We had gone the night before too because that is what Hiroshima is known for. They have a food hall called Okonomimura with 3 floors of stalls selling the dish. Okonomiyaki is basically yakisoba cooked in layers on a crepe, and then covered with Japanese barbeque sauce. It is really good, though! I got the same one both nights in other to compare between the two different food stalls: bacon, shrimp and squid. The first one had the better shrimp, and the second one had the better overall dish. Both times it was a fun experience, because you sit there while they cook them up right in front of you. You sit at the counter, beside strangers, and I have to say, traveling with a little blonde Norwegian toddler makes everyone friendly and the conversations are always flowing, er, stilting along.

Last night the cook was particularly taken with Kiddo, and kept making faces at her and telling her to eat (she was only eating her ice).
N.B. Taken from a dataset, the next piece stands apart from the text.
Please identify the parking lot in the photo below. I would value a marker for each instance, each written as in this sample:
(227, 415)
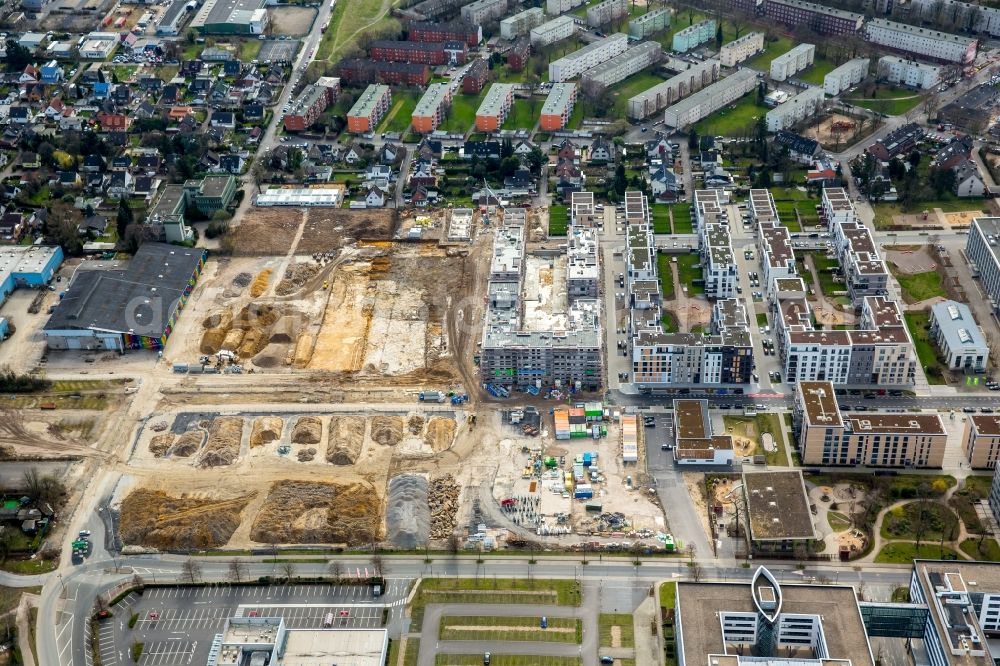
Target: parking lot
(177, 625)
Finally, she started eating the egg, but we hadn’t saved enough for her, so we asked him if he would make us one egg. “Sambled?” He asked. “Yes! Scrambled! Thanks!” She only ate half of it, but still, it was a hit. Then they asked where we were from (we were speaking Norwegian together), and Hubby said Norway. They all screamed with glee that this little blonde kid was indeed Scandinavian. Then Hubby pointed to me and said, “Amerika.” Silence. Sheesh!

We left full and in a good mood. It was a nice day. The only thing I would have done differently was to shower off the fried/burnt noodle smell that had invaded my hair, as it made it kind of hard to fall asleep!